The complex would include dozens of stores as well as hundreds of homes and a hotel. It would be built on 88 acres on the eastern end of town, south of Interstate 70.
The developer, Trinity RED Eagle Development, based out of Colorado, Missouri and Arizona, said the town of Eagle would get about $2.5 million in sales-tax revenue until the bonds are paid off, which will take as long as 25 years. After that, they would get $8 million to $8.5 million per year in sales tax per year.
The deal also would use tax money produced by the project to build $62.5 million in infrastructure, including a new Interstate 70 interchange east of town, two new roundabouts, a new water storage tank, sewer upgrades, $5 million to improve the town’s water system
The town also would get millions in one-time fees, including construction use taxes and impact fees.
Consultant Arne Ray, of Ray Real Estate Services, said the developer’s estimates seem to be in “good faith.” Ray, who said he has analyzed about 50 different retail projects during the past 20 years, was hired by the town to examine the financial aspects of the proposal and to ensure that the town’s interests would be protected.
“If the town proceeds anywhere close to what’s been proposed, it will be financially beneficial to the town,” Ray said.
In some ways, the deal is more attractive than other development deals between municipalities and developers, Ray said. Ray said it’s reasonable to expect a 10.4 percent rate of return for projects of this scope or size. The developer’s planned rate of return is lower than what’s typical for projects of this scope and risk, Ray said.
In addition, 18 percent of the cost would come from public funds, whereas comparable projects often use 40 percent or more, Ray said.
Also, under the deal, a metropolitan district, not the town, would be on the hook for the project’s debt.

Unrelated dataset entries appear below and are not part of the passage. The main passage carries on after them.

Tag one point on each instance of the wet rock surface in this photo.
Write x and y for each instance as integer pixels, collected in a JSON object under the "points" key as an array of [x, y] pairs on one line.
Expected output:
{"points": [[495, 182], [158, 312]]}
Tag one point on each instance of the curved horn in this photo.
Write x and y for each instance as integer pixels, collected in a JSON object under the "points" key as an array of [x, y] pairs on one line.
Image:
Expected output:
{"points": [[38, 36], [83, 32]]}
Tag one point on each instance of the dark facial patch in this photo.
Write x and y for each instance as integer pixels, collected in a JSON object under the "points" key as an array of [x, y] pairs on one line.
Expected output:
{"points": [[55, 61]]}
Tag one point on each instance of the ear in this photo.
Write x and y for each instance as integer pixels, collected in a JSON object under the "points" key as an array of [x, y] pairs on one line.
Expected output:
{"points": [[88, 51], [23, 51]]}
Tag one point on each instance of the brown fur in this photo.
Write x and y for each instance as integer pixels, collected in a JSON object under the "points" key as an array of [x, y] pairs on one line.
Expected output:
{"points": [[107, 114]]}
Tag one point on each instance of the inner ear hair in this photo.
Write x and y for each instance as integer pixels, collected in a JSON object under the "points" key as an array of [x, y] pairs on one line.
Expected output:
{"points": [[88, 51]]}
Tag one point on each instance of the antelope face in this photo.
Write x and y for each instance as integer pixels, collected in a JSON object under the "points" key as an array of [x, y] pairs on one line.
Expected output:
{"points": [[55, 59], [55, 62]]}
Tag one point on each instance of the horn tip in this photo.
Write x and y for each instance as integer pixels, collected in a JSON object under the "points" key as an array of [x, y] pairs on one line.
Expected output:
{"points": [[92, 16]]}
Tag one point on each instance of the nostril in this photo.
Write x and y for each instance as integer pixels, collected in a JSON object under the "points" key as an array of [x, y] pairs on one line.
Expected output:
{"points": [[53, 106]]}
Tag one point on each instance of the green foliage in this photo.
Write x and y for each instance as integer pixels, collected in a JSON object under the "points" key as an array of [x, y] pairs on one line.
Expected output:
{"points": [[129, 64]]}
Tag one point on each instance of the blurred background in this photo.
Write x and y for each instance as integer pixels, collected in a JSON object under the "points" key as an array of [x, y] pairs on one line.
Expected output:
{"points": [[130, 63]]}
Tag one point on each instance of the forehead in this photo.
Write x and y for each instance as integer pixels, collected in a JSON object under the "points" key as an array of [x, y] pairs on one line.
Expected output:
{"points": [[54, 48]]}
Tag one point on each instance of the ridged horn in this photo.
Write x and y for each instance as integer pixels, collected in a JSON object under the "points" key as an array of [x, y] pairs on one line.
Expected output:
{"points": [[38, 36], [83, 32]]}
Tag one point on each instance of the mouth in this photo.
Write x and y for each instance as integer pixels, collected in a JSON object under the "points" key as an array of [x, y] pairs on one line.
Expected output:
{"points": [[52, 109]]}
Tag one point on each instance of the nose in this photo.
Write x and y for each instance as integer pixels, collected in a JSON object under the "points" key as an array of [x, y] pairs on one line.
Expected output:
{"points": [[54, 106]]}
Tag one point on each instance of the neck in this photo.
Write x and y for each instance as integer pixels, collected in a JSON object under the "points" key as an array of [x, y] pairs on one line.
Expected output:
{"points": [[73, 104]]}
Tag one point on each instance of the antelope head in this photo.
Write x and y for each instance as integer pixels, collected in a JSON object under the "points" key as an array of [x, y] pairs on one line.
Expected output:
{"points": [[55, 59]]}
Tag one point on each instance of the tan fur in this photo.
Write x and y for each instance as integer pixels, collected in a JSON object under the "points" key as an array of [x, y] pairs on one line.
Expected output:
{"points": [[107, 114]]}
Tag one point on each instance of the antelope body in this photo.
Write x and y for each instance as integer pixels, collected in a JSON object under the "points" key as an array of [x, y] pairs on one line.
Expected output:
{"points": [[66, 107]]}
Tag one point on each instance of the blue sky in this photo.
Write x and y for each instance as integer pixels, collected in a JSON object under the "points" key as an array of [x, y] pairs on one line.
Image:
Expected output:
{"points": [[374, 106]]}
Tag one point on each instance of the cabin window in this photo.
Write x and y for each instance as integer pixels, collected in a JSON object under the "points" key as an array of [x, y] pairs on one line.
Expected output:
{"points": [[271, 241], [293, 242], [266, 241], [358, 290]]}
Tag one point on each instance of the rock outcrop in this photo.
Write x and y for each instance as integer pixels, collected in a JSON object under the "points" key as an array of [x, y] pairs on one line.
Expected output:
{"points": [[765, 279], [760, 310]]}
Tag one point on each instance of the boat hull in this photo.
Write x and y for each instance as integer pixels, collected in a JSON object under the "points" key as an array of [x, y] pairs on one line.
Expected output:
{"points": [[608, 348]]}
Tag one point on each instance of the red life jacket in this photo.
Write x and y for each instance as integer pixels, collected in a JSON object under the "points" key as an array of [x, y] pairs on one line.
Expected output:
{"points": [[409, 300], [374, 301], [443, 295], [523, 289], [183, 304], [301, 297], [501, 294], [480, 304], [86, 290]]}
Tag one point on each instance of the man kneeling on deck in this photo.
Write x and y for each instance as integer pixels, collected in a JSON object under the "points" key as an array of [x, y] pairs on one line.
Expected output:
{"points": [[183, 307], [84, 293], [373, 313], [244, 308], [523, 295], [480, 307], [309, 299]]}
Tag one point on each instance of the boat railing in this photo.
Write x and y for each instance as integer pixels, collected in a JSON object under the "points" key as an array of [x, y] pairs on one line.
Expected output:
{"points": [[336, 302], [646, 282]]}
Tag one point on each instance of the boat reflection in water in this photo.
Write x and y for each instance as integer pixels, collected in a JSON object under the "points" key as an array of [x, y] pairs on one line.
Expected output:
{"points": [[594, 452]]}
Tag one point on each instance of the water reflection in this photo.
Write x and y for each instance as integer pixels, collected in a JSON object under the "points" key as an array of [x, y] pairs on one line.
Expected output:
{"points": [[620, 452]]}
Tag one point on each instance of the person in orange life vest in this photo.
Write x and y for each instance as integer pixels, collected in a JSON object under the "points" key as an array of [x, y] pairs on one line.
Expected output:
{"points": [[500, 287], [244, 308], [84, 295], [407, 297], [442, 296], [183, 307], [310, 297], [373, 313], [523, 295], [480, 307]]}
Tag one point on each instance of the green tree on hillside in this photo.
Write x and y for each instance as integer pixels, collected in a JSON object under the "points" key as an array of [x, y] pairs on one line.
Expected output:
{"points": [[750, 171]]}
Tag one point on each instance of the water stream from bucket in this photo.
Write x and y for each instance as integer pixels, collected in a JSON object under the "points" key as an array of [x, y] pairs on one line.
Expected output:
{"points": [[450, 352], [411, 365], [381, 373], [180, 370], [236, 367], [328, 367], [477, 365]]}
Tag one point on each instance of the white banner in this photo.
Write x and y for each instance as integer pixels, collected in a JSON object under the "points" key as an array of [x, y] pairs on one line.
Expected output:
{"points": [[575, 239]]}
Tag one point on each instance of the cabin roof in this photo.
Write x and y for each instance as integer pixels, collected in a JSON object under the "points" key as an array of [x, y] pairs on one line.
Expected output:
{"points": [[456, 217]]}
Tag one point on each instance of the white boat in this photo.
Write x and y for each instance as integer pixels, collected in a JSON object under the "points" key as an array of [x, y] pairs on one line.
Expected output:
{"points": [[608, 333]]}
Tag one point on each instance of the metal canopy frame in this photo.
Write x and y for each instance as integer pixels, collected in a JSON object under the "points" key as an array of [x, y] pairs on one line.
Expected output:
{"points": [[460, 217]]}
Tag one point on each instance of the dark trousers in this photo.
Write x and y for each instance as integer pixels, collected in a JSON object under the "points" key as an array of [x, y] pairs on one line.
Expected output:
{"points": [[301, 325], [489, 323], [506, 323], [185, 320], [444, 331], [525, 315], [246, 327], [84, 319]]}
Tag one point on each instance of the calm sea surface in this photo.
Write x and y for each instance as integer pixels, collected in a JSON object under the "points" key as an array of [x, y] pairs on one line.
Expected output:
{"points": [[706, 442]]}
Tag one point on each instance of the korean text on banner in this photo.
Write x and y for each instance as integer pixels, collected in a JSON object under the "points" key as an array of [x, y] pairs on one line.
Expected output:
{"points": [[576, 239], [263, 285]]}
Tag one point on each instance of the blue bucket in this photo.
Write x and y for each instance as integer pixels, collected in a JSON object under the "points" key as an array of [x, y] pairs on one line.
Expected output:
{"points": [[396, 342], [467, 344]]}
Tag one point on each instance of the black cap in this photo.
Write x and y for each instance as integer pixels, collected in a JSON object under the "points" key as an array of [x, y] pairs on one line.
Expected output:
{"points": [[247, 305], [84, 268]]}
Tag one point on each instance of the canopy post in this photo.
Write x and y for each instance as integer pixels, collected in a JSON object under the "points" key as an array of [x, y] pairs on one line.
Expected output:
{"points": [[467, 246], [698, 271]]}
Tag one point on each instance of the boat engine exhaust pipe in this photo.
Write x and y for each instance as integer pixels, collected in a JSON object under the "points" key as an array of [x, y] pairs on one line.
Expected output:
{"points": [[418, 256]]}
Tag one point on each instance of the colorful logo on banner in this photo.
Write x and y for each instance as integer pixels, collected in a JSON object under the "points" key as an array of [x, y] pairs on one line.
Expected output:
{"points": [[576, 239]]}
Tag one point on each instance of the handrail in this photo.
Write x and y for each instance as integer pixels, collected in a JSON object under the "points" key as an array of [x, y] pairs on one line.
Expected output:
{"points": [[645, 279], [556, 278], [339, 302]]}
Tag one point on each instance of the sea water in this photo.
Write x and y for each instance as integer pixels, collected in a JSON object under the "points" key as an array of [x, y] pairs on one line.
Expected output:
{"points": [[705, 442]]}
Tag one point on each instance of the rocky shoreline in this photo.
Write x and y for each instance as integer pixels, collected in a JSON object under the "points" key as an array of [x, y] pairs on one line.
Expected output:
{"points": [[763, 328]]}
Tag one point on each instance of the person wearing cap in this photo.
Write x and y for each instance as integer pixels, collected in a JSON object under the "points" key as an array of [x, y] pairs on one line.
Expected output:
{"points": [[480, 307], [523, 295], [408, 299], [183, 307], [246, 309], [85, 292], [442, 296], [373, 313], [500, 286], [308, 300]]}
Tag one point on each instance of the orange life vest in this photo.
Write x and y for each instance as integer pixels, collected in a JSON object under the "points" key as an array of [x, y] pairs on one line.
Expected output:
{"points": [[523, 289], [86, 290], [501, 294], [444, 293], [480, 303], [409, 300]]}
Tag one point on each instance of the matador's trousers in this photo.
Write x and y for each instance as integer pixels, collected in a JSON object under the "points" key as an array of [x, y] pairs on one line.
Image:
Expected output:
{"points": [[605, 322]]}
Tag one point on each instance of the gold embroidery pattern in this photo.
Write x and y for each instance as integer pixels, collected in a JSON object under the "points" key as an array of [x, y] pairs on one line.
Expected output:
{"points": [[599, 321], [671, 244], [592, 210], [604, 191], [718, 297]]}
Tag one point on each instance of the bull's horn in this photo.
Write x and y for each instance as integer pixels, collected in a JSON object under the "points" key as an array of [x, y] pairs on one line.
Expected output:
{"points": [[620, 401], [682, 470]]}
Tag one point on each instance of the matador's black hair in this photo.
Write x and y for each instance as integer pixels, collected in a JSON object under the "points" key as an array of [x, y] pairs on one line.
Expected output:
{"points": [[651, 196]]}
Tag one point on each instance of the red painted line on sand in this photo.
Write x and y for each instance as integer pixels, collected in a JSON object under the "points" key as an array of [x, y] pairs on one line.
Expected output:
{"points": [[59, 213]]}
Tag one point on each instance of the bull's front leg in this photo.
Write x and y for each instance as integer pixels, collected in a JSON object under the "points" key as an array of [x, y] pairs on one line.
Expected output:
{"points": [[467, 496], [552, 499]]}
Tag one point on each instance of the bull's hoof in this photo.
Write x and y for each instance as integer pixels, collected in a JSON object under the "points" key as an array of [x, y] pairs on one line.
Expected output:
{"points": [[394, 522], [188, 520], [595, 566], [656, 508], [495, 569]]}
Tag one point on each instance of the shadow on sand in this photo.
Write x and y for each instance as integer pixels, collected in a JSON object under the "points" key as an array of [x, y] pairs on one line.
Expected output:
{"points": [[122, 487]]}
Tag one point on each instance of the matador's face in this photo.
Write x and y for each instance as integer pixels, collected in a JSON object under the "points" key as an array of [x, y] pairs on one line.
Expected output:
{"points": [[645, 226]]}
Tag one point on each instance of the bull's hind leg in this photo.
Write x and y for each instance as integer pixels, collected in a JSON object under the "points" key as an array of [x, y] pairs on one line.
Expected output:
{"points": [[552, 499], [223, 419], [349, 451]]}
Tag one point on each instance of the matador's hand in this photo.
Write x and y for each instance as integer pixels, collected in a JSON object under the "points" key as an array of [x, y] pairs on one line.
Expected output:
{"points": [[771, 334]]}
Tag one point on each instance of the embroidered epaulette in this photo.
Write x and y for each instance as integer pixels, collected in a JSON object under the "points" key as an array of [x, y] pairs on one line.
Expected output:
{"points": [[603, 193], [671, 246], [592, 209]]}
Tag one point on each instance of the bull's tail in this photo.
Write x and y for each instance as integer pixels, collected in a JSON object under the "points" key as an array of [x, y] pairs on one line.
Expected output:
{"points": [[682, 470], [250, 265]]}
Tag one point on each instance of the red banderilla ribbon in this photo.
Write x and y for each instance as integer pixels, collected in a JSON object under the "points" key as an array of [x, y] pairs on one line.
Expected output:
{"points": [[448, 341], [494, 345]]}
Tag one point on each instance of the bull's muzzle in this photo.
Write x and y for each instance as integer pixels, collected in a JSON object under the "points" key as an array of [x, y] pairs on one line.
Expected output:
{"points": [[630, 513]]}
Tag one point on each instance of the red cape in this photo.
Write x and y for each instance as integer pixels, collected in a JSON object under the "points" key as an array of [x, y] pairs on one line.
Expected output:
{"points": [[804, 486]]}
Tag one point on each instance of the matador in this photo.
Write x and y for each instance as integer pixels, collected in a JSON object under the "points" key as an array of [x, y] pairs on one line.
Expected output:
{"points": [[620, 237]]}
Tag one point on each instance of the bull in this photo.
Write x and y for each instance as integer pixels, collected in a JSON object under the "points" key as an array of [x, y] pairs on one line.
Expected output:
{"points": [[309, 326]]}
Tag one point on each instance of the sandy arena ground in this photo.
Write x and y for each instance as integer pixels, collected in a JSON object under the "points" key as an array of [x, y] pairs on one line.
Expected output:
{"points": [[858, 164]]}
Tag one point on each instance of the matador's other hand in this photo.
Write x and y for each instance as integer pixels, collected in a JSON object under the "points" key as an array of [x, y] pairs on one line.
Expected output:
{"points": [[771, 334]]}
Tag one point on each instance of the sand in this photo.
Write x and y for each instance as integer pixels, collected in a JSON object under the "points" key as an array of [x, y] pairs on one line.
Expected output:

Eagle would not have to worry about defaulting on loans, which could deliver a devastating blow to the town’s ability to secure bonds in the future.
“This is the most preferred structure of any to protect the town,” Ray said.
Will it fill up?
Critics zero in on the developer’s occupancy projections, wondering whether the mall can achieve the 95 percent that the company expects. That occupancy rate would be critical to ensuring the tax revenue that the developer promises.
The company’s projections of $2.5 million per year have “no substantiation whatsoever,” said Jan Rosenthal-Townsend, an Eagle businesswoman who opposes the proposal.
“That kind of sales projection and occupancy won’t happen in these economic times,” she said.
Rosenthal-Townsend added that the company hasn’t updated its projections in light of the recent deterioration of the economy.
The developer said it expects 95 percent occupancy at the project, while its best-case scenario is 100 percent occupancy. RED Development’s shopping centers that had been open for a year, which include sites in Lee’s Summit, Mo., and Kansas City, Kan., operated at 91 percent occupancy in 2008.
“Those numbers are lower than what we would typically expect because we’re in a very difficult economic cycle now,” said Mike Hans, development manager for RED Development. “Given that the country is in a very difficult economic cycle now and tenants are closing stores at a much more rapid pace, occupancy levels today are depressed over what you would typically expect to see.”
The project, now slated to begin in spring 2010, wouldn’t start until the economy “turns the corner” toward improvement, Hans said.
Hans said 50 percent occupancy would be an “absolute disaster” and something he “can’t even imagine” but that the town would still realize more than $1.25 million in sales tax revenue per year.